General Siddiq was probably born in Kabul in 1938. She attended high school and then Kabul University as her country tacitly changed under the weight of the Cold War. She studied for several years in Moscow as a scholarship holder and then returned to Afghanistan with her doctorate. In the years before the Soviet invasion of 1979, when she was a lieutenant colonel, she worked as a surgeon at Daud Khan Hospital.
General Siddiq, one of six sisters, was the daughter of a man who was once governor of Kandahar and who supported her education. It traced its ancestry back to the Barakzai dynasty, which ruled Afghanistan for more than 100 years in the 19th and 20th centuries.
General Siddiq never married. Information on survivors was not immediately available.
After the collapse of the communist government in 1992, General Siddiq kept her position in the hospital under the transitional government established at the beginning of the Afghan civil war.
Kabul was soon split as rival factions vied for control. Ahmad Shah Massoud, the then defense minister, personally asked General Siddiq to run the hospital as civilian casualties were to be lamented in the capital after incessant rocket attacks by appointed Prime Minister Gulbuddin Hekmatyar against his opponents, said Sher Ahmad, a close friend of the family.
“She believed in her job, not in a regime,” said Ahmad.
But in 1996 the Taliban captured Kabul and quickly enforced draconian rule under a harsh interpretation of Islamic law. Women were not allowed to do most jobs and had to cover their faces in public.
Kathy Gannon, a reporter for The Associated Press, was in Kabul when the city fell and the new Taliban administration began sending women home from work, including General Siddiq, and asked Ms. Gannon to write an article about them .
General Siddiq and her sister Shafiqa, a professor at Kabul Polytechnic University, “were smart, funny and not intimidated,” said Ms. Gannon. “But the Taliban also quickly learned that they need them.”
Within months, the Taliban, already trying to keep people with coveted technical skills and higher education, asked General Siddiq to return to her job at the hospital, where she was caring for many of the regime’s wounded fighters. She performed many operations under the flickering light of a lantern, Mr. Ahmad recalled.
“They needed me and asked me to come back,” General Siddiq said in a 2002 interview with The Guardian. “It’s a matter of pride for me. I stayed in my country and served my people.
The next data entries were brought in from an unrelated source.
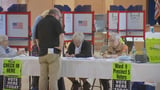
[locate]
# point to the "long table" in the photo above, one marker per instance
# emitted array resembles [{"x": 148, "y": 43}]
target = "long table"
[{"x": 91, "y": 68}]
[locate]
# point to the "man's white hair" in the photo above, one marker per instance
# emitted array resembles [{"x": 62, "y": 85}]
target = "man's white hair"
[
  {"x": 2, "y": 37},
  {"x": 78, "y": 36}
]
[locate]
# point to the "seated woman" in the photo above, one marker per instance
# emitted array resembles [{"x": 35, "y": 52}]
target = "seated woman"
[
  {"x": 115, "y": 48},
  {"x": 79, "y": 48}
]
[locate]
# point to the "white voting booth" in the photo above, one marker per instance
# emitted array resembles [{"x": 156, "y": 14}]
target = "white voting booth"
[
  {"x": 17, "y": 27},
  {"x": 78, "y": 22},
  {"x": 127, "y": 23}
]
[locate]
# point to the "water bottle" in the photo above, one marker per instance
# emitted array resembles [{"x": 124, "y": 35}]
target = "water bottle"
[{"x": 133, "y": 53}]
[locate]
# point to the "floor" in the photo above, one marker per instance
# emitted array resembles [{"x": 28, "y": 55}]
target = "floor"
[{"x": 25, "y": 84}]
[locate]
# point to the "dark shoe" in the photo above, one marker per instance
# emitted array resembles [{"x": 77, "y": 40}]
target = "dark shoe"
[
  {"x": 76, "y": 85},
  {"x": 86, "y": 86}
]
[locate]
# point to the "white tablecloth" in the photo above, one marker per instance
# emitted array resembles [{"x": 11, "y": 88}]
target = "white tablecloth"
[{"x": 92, "y": 68}]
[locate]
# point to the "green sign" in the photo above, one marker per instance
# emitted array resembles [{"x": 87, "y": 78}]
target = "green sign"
[
  {"x": 12, "y": 67},
  {"x": 121, "y": 71},
  {"x": 153, "y": 50}
]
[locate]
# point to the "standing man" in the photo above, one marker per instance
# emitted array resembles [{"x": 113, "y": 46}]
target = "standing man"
[{"x": 50, "y": 37}]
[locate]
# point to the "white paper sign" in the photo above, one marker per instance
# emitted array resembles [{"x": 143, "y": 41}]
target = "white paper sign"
[
  {"x": 2, "y": 24},
  {"x": 68, "y": 23},
  {"x": 135, "y": 21},
  {"x": 83, "y": 23},
  {"x": 17, "y": 25},
  {"x": 113, "y": 21}
]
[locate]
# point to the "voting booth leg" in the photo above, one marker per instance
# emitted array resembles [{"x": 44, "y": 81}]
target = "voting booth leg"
[{"x": 1, "y": 82}]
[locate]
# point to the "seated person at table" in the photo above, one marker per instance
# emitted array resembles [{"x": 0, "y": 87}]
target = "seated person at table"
[
  {"x": 79, "y": 48},
  {"x": 115, "y": 49},
  {"x": 6, "y": 51}
]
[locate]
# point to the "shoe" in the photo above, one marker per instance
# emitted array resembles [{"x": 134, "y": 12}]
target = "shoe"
[
  {"x": 76, "y": 85},
  {"x": 86, "y": 86}
]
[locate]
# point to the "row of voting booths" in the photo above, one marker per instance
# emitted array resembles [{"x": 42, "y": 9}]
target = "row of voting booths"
[
  {"x": 129, "y": 24},
  {"x": 17, "y": 26}
]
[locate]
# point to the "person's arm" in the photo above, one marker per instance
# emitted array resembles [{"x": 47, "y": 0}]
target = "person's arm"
[
  {"x": 12, "y": 53},
  {"x": 85, "y": 50},
  {"x": 70, "y": 50},
  {"x": 61, "y": 40}
]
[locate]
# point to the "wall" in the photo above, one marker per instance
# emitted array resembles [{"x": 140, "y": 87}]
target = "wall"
[
  {"x": 98, "y": 6},
  {"x": 70, "y": 3},
  {"x": 37, "y": 7},
  {"x": 7, "y": 3},
  {"x": 126, "y": 3}
]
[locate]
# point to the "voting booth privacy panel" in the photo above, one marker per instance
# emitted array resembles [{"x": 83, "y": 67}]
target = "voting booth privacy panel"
[
  {"x": 78, "y": 22},
  {"x": 16, "y": 25},
  {"x": 127, "y": 23}
]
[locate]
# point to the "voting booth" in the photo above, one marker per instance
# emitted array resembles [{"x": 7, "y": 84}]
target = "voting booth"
[
  {"x": 78, "y": 22},
  {"x": 16, "y": 25}
]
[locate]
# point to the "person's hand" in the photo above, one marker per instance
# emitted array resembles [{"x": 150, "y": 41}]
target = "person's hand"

I never fled abroad. “
General Siddiq and her sister were among the few women who walked through Kabul without a face covering or burqa – a bold testimony against the Taliban, who left them unharmed because of their position in the hospital.
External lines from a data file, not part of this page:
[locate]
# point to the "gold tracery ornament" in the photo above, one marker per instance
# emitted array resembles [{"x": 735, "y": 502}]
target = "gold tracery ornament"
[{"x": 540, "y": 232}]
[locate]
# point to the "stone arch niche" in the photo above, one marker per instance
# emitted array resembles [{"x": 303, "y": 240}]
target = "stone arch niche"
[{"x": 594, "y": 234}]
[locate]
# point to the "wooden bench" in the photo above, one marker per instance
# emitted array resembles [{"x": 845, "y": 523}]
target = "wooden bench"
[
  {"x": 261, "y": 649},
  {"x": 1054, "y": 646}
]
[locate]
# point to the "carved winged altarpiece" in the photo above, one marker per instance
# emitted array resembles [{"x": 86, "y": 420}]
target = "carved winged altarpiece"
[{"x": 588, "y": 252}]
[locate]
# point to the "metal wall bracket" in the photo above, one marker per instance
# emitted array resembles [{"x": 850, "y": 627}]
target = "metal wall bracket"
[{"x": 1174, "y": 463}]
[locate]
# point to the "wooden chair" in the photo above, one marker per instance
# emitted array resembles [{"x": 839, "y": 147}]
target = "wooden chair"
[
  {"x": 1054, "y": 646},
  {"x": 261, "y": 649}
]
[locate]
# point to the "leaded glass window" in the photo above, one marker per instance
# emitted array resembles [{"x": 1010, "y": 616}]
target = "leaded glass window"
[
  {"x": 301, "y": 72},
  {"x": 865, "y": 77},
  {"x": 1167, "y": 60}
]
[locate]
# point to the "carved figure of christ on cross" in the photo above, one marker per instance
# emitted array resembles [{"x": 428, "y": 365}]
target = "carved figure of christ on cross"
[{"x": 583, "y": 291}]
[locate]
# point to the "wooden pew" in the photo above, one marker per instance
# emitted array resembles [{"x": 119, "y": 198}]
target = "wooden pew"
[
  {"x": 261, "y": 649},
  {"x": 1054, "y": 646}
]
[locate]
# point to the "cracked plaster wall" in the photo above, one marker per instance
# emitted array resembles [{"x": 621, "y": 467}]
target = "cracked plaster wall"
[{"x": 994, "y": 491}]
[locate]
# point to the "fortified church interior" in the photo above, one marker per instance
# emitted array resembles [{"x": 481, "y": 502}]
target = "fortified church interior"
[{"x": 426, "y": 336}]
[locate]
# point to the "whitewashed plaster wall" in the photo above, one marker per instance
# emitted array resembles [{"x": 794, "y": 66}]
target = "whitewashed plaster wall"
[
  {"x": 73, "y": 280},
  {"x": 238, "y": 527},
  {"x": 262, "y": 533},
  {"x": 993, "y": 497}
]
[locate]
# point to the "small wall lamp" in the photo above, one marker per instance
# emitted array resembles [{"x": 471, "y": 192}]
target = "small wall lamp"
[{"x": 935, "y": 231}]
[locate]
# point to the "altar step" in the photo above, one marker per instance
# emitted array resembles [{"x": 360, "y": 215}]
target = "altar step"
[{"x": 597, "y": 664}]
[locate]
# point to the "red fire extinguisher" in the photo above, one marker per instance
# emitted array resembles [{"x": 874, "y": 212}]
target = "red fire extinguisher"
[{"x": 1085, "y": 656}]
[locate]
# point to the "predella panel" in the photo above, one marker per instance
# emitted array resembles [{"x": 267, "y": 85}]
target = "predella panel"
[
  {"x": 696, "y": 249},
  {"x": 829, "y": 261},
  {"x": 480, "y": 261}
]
At the same time, General Siddiq was teaching medical students whose academic careers had quickly ended under the rule of the Taliban. The government tried at least once to crack down on their doctrine, but General Siddiq pushed back, said Makai Siawash, a close friend who briefly lived with General Siddiq.
“She was ready to be whipped by them, but she did not let the Taliban fighters in,” said Ms. Siawash.
One of her students was Sayeda Amarkhel, the daughter of retired General Amarkhel, who studied with General Siddiq in the hospital after her time at university was broken off under the Taliban.
“She fought the Taliban for us,” said Dr. Amarkhel. “Today I am a gynecologist and I owe it to her.”